Why is the 2011 Vintage special?
In a sense, all Vintage Port declarations are special as they only occur when the vintage is deemed to be of exceptional quality.
The top Port Houses, such as Croft, Fonseca or Taylor, will not declare a year unless they are convinced of the wine’s quality and capacity to age. Also, because of the effect of climate on the vineyards and on each of the many individual grape varieties used to make Port, no two years produce Vintage Ports which are exactly alike. Although it is possible to identify common characteristics in the wines of different declared years – such as similarities in depth, weight or structure – these comparisons are not always very useful.
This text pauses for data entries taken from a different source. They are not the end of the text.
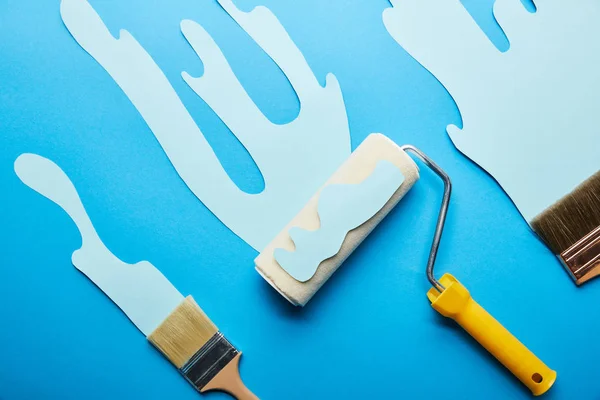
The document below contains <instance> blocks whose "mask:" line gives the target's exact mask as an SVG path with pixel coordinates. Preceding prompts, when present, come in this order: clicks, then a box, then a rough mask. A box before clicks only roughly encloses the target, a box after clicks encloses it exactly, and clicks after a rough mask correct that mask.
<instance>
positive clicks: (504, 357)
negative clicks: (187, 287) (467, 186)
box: [255, 134, 556, 395]
mask: <svg viewBox="0 0 600 400" xmlns="http://www.w3.org/2000/svg"><path fill="white" fill-rule="evenodd" d="M408 153H411V154H413V155H415V156H416V157H417V158H419V159H420V160H421V161H422V162H424V163H425V165H427V166H428V167H429V168H430V169H432V170H433V171H434V172H435V173H436V174H437V175H438V176H439V177H440V178H441V179H442V180H443V181H444V195H443V201H442V206H441V210H440V214H439V217H438V221H437V226H436V230H435V234H434V239H433V243H432V247H431V252H430V256H429V259H428V262H427V268H426V275H427V278H428V280H429V281H430V283H431V284H432V288H431V289H430V290H429V292H428V293H427V297H428V298H429V300H430V301H431V305H432V307H433V308H434V309H435V310H436V311H438V312H439V313H440V314H442V315H443V316H445V317H448V318H451V319H453V320H455V321H456V322H457V323H458V324H459V325H460V326H461V327H462V328H463V329H464V330H466V331H467V332H468V333H469V334H470V335H471V336H472V337H473V338H474V339H476V340H477V341H478V342H479V343H480V344H481V345H482V346H483V347H484V348H485V349H487V350H488V351H489V352H490V353H491V354H492V355H493V356H494V357H496V359H498V361H500V362H501V363H502V364H503V365H504V366H505V367H506V368H508V369H509V370H510V371H511V372H512V373H513V374H514V375H515V376H516V377H517V378H518V379H519V380H520V381H521V382H522V383H523V384H525V385H526V386H527V387H528V388H529V390H531V392H532V393H533V394H534V395H541V394H543V393H545V392H546V391H548V390H549V389H550V388H551V387H552V385H553V384H554V381H555V380H556V372H555V371H553V370H551V369H550V368H548V367H547V366H546V365H545V364H544V363H543V362H542V361H541V360H540V359H539V358H537V357H536V356H535V355H534V354H533V353H532V352H531V351H530V350H529V349H527V347H525V346H524V345H523V344H522V343H521V342H520V341H519V340H518V339H517V338H515V337H514V336H513V335H512V334H511V333H510V332H509V331H508V330H506V329H505V328H504V327H503V326H502V325H501V324H500V323H499V322H498V321H496V320H495V319H494V318H493V317H492V316H491V315H490V314H488V313H487V312H486V311H485V310H484V309H483V308H482V307H481V306H480V305H479V304H478V303H477V302H475V300H473V298H472V297H471V295H470V293H469V291H468V290H467V289H466V288H465V287H464V286H463V285H462V284H461V283H460V282H459V281H458V280H457V279H456V278H455V277H453V276H452V275H450V274H444V275H443V276H442V277H441V278H440V279H439V280H437V279H436V278H435V276H434V273H433V267H434V264H435V260H436V256H437V250H438V247H439V244H440V240H441V236H442V231H443V228H444V224H445V220H446V214H447V210H448V206H449V203H450V195H451V190H452V185H451V181H450V178H449V177H448V175H447V174H446V173H445V172H444V171H443V170H442V169H441V168H440V167H439V166H437V164H435V162H433V161H432V160H431V159H430V158H429V157H427V156H426V155H425V154H424V153H423V152H421V151H420V150H418V149H417V148H415V147H413V146H408V145H407V146H402V147H400V146H398V145H396V144H395V143H394V142H393V141H391V140H390V139H388V138H387V137H385V136H384V135H382V134H371V135H369V136H368V137H367V138H366V139H365V140H364V141H363V143H362V144H361V145H360V146H359V147H358V148H357V149H356V150H355V151H354V152H353V153H352V154H351V155H350V157H349V158H348V159H347V160H346V162H345V163H343V164H342V165H341V166H340V167H339V169H338V170H337V171H336V172H335V173H334V174H333V175H332V176H331V178H330V179H329V180H328V181H327V182H326V183H325V184H324V185H323V186H322V187H321V188H320V189H319V190H318V191H317V193H316V194H315V195H314V196H313V197H312V198H311V199H310V200H309V202H308V203H307V204H306V206H304V208H303V209H302V210H300V212H299V213H298V214H297V215H296V216H295V217H294V218H293V219H292V220H291V221H290V222H289V223H288V224H287V225H286V226H285V228H284V229H283V230H282V231H281V232H280V233H279V234H278V235H277V236H276V237H275V238H274V239H273V240H272V241H271V243H269V244H268V245H267V246H266V248H265V249H264V250H263V251H262V252H261V253H260V254H259V255H258V257H257V258H256V259H255V265H256V270H257V271H258V273H259V274H260V275H261V276H262V277H263V278H264V279H265V280H266V281H267V282H268V283H269V284H270V285H271V286H272V287H273V288H275V290H277V291H278V292H279V293H280V294H281V295H282V296H283V297H284V298H286V299H287V300H288V301H289V302H290V303H292V304H294V305H295V306H304V305H306V304H307V303H308V301H309V300H310V299H311V298H312V297H313V296H314V294H315V293H316V292H317V291H318V290H319V289H320V288H321V286H323V284H324V283H325V282H326V281H327V280H328V279H329V278H330V277H331V275H333V273H334V272H335V271H336V270H337V269H338V268H339V267H340V265H341V264H342V263H343V262H344V261H345V260H346V259H347V258H348V257H349V255H350V254H351V253H352V252H353V251H354V250H355V249H356V248H357V247H358V245H359V244H360V243H361V242H362V241H363V240H364V239H365V238H366V237H367V236H368V235H369V234H370V233H371V231H373V229H374V228H375V227H376V226H377V225H378V224H379V223H380V222H381V221H382V220H383V218H385V216H386V215H387V214H388V213H389V212H390V211H391V210H392V208H394V207H395V206H396V204H398V202H399V201H400V200H401V199H402V197H404V195H405V194H406V193H407V192H408V191H409V190H410V189H411V188H412V186H413V185H414V184H415V183H416V182H417V180H418V179H419V169H418V167H417V165H416V163H415V162H414V161H413V159H412V158H411V157H410V156H409V155H408ZM349 211H350V212H349Z"/></svg>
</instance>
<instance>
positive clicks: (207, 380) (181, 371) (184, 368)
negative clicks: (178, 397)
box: [179, 332, 239, 391]
mask: <svg viewBox="0 0 600 400" xmlns="http://www.w3.org/2000/svg"><path fill="white" fill-rule="evenodd" d="M238 353H239V351H238V350H237V349H236V348H235V347H233V345H232V344H231V343H229V341H228V340H227V339H226V338H225V336H223V334H222V333H221V332H217V333H215V335H214V336H213V337H212V338H210V340H209V341H208V342H206V344H205V345H204V346H202V347H201V348H200V350H198V351H197V352H196V354H194V356H193V357H192V358H190V360H189V361H188V362H187V363H186V364H185V365H184V366H183V367H181V368H180V369H179V372H181V374H182V375H183V376H184V377H185V379H187V381H188V382H190V383H191V384H192V385H193V386H194V387H195V388H196V389H198V391H201V390H202V388H204V386H206V385H207V384H208V382H210V381H211V380H212V379H213V378H214V377H215V376H216V375H217V374H218V373H219V372H220V371H221V370H222V369H223V368H224V367H225V366H226V365H227V364H229V362H230V361H231V360H233V358H234V357H235V356H236V355H238Z"/></svg>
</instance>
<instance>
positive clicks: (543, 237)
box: [531, 171, 600, 254]
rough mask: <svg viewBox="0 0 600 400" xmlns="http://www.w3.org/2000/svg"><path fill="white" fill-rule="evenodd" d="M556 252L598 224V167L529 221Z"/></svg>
mask: <svg viewBox="0 0 600 400" xmlns="http://www.w3.org/2000/svg"><path fill="white" fill-rule="evenodd" d="M531 226H532V228H533V230H535V232H536V233H537V234H538V235H539V236H540V237H541V238H542V240H544V242H546V244H547V245H548V247H550V249H552V251H553V252H554V253H555V254H561V253H562V252H563V251H565V250H567V249H568V248H569V247H571V246H572V245H574V244H575V243H576V242H577V241H579V240H580V239H582V238H583V237H584V236H586V235H587V234H588V233H590V232H591V231H593V230H594V229H595V228H597V227H598V226H600V171H598V172H596V173H595V174H594V175H593V176H592V177H591V178H589V179H587V180H586V181H585V182H583V183H582V184H581V185H579V186H578V187H577V188H575V190H573V191H572V192H571V193H569V194H568V195H566V196H565V197H563V198H562V199H560V200H559V201H558V202H556V203H555V204H554V205H552V206H551V207H550V208H548V209H547V210H545V211H544V212H543V213H541V214H540V215H538V216H537V217H535V218H534V219H533V221H532V222H531Z"/></svg>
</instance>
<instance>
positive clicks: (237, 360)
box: [201, 353, 259, 400]
mask: <svg viewBox="0 0 600 400" xmlns="http://www.w3.org/2000/svg"><path fill="white" fill-rule="evenodd" d="M241 356H242V353H239V354H238V355H237V356H235V358H234V359H233V360H231V361H230V362H229V364H227V365H226V366H225V367H224V368H223V369H222V370H221V371H220V372H219V373H218V374H217V375H216V376H215V377H214V378H213V379H212V380H211V381H210V382H208V384H207V385H206V386H204V387H203V388H202V390H201V392H202V393H204V392H208V391H211V390H218V391H221V392H226V393H229V394H230V395H232V396H233V397H235V398H236V399H237V400H259V399H258V397H256V396H255V395H254V394H253V393H252V392H251V391H250V390H249V389H248V388H247V387H246V385H244V382H242V378H240V369H239V365H240V357H241Z"/></svg>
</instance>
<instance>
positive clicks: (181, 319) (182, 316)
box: [148, 296, 258, 400]
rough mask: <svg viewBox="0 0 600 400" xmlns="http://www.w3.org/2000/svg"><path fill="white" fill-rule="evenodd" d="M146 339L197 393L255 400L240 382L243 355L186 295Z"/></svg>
mask: <svg viewBox="0 0 600 400" xmlns="http://www.w3.org/2000/svg"><path fill="white" fill-rule="evenodd" d="M148 340H149V341H150V343H152V344H153V345H154V346H156V348H157V349H159V350H160V351H161V352H162V353H163V354H164V355H165V357H167V358H168V359H169V361H171V362H172V363H173V365H175V366H176V367H177V368H178V369H179V371H180V372H181V373H182V374H183V376H184V377H185V379H187V380H188V382H190V383H191V384H192V385H193V386H194V387H195V388H196V389H198V391H199V392H201V393H203V392H207V391H210V390H220V391H224V392H227V393H229V394H231V395H232V396H234V397H235V398H237V399H238V400H252V399H258V397H256V396H255V395H254V394H252V392H250V390H248V388H246V386H245V385H244V383H243V382H242V380H241V378H240V373H239V362H240V357H241V355H242V353H241V352H239V351H238V350H237V349H236V348H235V347H234V346H233V345H232V344H231V343H230V342H229V341H228V340H227V339H226V338H225V336H223V334H222V333H221V332H220V331H219V330H218V329H217V327H216V326H215V325H214V324H213V323H212V321H211V320H210V319H209V318H208V317H207V316H206V314H204V312H203V311H202V310H201V309H200V307H198V305H197V304H196V302H195V301H194V299H193V298H192V297H191V296H188V297H187V298H186V299H185V300H184V301H183V302H182V303H181V304H180V305H179V306H178V307H177V308H176V309H175V310H174V311H173V312H172V313H171V315H169V316H168V317H167V319H165V320H164V321H163V322H162V323H161V324H160V325H159V327H158V328H156V330H154V332H152V333H151V334H150V335H149V336H148Z"/></svg>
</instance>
The 2011 harvest in the Douro Valley followed a near-perfect ripening season which produced wonderfully balanced, classic Ports.
The winter preceding the 2011 harvest was wetter and colder than the 30-year average. Budburst occurred as usual mid March and warm weather and rainfall in April produced vigorous growth. At the beginning of May dry conditions set in and there was little rainfall in eastern areas of the Douro until late August.
However the vines were able to draw from the plentiful ground water reserves built up during the previous winter and bunches developed and ripened in ideal conditions. Véraison occurred a little earlier than usual on 15th June. Mild weather in June and July was broken only by a heat wave in the second half of June. August was hot and dry, with perfectly timed rainfall on 21st August and 1st September rounding off an excellent ripening season and producing a well balanced crop.
The 2011s stand out for the purity of the fruit and the quality of the tannins, which are silky and well integrated but provide plenty of structure.